Knowing the numbers: Many contractors do not like paperwork and bookkeeping. They are Marlboro men, a working man’s man. (If you are one the many successful women that run a contracting business or a person who prides yourself as a business person, please forgive me while I pound the stereotype.) To be successful you must be interested in the business and not just your trade. If not, you should work for someone else. You will make more money and work fewer hours.

For years, I did not know a single contractor who is successful that does know his or her numbers. However, the booming economy of the late 1990s and early 2000s did create some profitable companies who were merely surviving on volume and pricing jobs at what the market would bare. With the 2007 recession, those days of blind success are now long gone. Knowing your numbers is simpler than you might think. Start with a budget. Take a few minutes to add up all your expenses for the year. It is important to keep score the same way you estimate. Your accounting format should look something like Figure 1.

You can have as many categories in each area as you like, but follow this pattern. When bidding jobs, contractors are calculating their direct costs and then adding mark-up. By following this pattern, you can see if your margins are being maintained and accurate. It is not uncommon for a contractor to send us a 10-page statement with a comment that he or she does not understand it. My response is always the same: I don’t understand it either. If you are going to go to the trouble to keep records, you might as well keep records that are useful.

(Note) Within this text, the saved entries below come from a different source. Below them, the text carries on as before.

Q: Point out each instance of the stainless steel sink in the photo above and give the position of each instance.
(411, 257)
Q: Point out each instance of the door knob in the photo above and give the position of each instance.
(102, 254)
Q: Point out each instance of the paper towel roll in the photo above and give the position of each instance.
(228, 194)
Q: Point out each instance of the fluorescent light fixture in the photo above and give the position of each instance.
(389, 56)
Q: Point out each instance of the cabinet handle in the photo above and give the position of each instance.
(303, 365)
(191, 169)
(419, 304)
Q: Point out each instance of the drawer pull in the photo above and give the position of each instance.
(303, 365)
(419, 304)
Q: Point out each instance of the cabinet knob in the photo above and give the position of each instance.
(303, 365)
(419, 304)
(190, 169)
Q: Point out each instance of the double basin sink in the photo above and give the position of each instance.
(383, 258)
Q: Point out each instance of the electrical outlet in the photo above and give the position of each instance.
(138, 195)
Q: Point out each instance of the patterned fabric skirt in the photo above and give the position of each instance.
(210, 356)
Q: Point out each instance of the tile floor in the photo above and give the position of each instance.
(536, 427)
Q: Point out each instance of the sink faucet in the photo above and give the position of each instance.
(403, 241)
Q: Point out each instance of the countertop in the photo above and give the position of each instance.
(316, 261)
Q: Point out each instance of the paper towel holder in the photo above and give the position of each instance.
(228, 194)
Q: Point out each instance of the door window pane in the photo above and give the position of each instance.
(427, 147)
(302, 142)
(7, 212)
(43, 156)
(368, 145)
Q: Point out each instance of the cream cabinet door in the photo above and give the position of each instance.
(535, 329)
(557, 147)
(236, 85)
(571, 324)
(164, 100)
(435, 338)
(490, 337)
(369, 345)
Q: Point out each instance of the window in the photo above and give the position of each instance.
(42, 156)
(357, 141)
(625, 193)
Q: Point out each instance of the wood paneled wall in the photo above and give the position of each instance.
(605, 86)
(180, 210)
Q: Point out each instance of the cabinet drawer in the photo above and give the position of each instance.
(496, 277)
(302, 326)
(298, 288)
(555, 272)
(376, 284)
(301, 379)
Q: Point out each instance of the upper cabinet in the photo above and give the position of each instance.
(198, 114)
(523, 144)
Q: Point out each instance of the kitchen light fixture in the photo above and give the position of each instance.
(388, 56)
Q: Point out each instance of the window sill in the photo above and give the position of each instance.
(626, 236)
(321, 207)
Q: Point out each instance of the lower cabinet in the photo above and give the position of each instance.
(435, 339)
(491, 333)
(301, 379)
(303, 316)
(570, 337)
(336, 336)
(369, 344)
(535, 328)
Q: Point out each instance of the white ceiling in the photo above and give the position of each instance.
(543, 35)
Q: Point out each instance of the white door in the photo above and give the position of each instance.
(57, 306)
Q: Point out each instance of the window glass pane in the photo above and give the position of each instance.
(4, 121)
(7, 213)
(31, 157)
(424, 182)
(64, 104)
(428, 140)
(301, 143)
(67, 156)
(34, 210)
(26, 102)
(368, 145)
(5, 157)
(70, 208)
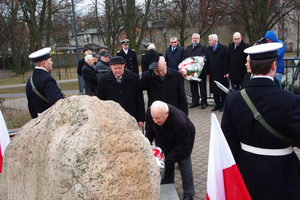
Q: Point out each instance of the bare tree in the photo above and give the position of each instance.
(259, 16)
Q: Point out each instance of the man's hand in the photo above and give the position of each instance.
(140, 124)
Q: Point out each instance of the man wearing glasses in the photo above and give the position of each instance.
(237, 60)
(197, 49)
(174, 54)
(163, 83)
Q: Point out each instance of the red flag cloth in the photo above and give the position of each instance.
(224, 181)
(4, 139)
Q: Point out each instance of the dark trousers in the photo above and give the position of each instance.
(219, 99)
(195, 92)
(236, 85)
(186, 171)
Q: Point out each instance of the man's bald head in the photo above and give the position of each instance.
(237, 38)
(159, 112)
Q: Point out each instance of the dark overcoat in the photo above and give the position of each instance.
(175, 137)
(126, 93)
(237, 61)
(217, 67)
(199, 50)
(266, 177)
(173, 58)
(80, 66)
(90, 79)
(130, 58)
(169, 90)
(47, 86)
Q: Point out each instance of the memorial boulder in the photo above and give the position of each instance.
(80, 148)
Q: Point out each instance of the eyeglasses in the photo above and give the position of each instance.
(160, 71)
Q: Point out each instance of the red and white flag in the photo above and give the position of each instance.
(4, 139)
(224, 181)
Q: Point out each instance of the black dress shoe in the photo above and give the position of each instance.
(215, 108)
(194, 105)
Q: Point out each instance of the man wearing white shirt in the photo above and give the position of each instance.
(47, 91)
(129, 56)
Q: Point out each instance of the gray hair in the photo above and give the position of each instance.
(161, 106)
(196, 34)
(88, 57)
(173, 38)
(151, 46)
(214, 36)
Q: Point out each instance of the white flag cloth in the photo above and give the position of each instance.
(224, 181)
(4, 139)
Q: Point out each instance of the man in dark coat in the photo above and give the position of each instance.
(197, 49)
(89, 76)
(268, 165)
(102, 67)
(174, 54)
(47, 90)
(146, 63)
(237, 60)
(174, 133)
(163, 83)
(129, 56)
(121, 86)
(81, 62)
(217, 69)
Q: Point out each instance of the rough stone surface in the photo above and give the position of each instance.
(81, 148)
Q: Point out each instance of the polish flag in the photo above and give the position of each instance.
(224, 181)
(4, 139)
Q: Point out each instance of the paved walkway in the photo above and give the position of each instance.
(201, 120)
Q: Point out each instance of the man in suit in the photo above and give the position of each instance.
(174, 54)
(197, 49)
(217, 69)
(163, 83)
(268, 164)
(129, 56)
(89, 76)
(81, 62)
(102, 67)
(237, 60)
(47, 90)
(174, 133)
(121, 85)
(145, 63)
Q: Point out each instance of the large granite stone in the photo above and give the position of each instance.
(80, 148)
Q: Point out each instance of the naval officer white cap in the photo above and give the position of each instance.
(40, 55)
(264, 51)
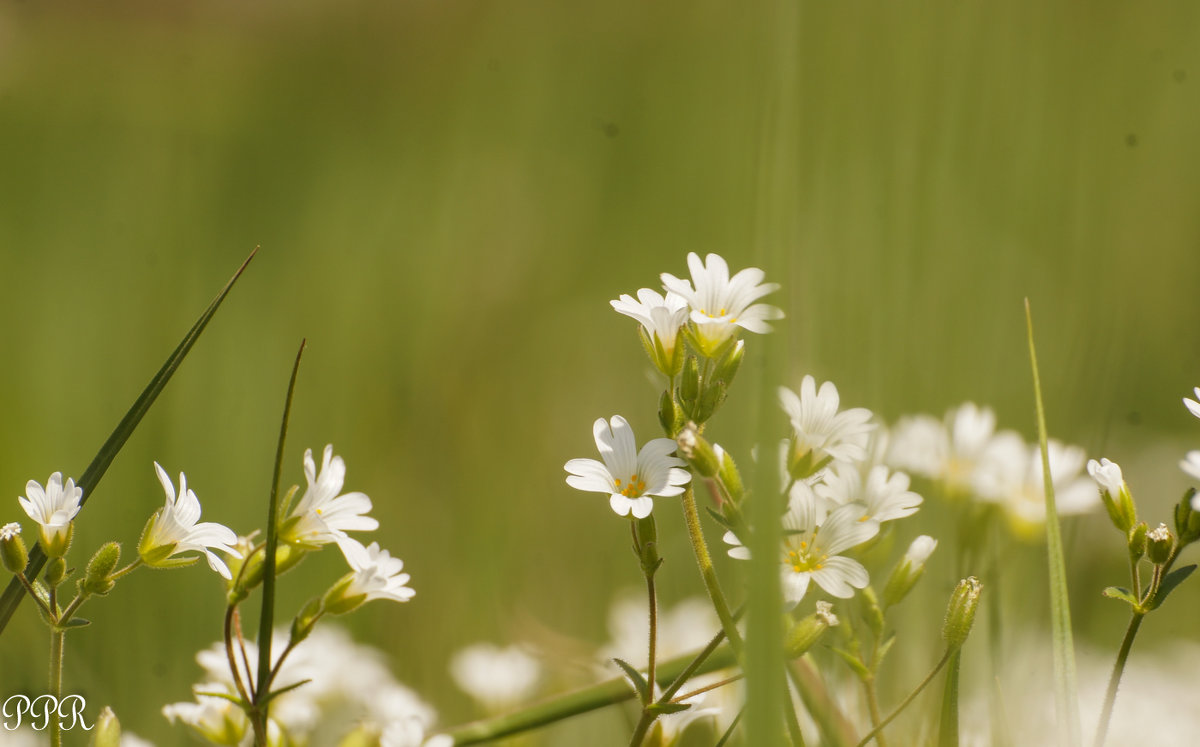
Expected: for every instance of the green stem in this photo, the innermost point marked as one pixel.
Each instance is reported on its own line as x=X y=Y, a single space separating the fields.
x=907 y=700
x=583 y=700
x=1110 y=697
x=707 y=571
x=57 y=641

Sell at a premium price: You cannot survive as the low priced contractor in your market. There is always a guy with a pickup truck, ladder rack and shovel who is cheaper than you are. Know your costs and what it takes to do the job right. Nothing improves sales better than knowing your price and what you have to charge to do a professional job and stay in business. Let’s suppose you are looking at 10 jobs. Two or three of those jobs are probably “give me’s,” another three or four are “maybes,” and two or three are “heck no’s.” By charging a realistic price, you are at least going to make a profit on the give me’s. Improving your sales skills will allow you to gain a few of the maybe’s, and the heck no’s are people you should not even be marketing to.

I know, you are thinking the market is competitive. Sure it is, but if you are going to try and survive on price alone, you are not going to make it. People will pay more for your services if you can show them value and differentiate what you are offering. It is not the customer’s responsibility to determine the difference between you and your competitor’s proposals.

Offer great service: Get the basics right. There is no question you need lettered trucks, job signs, uniforms, proposal packets will improve sales by driving more point of sales referrals and help the customer feel good about the experience. Go further than that and make fans out of your customers. Do your best to make point of sale customer contact an exceptional experience. Repeats and referrals are your most profitable source of work. Closing ratios are high and there are no advertising costs required to generate the lead. Practice good introductory and departure procedures. Have foremen introduce themselves and ask polite questions such as where to park the truck and are there any pets to look out for. Perform a walk through with the customer prior to leaving the job. This will cut down on call backs, improve quality and develop job ownership with the crew. With commercial customers, make sure you adhere to all of their safety and on-site requirements.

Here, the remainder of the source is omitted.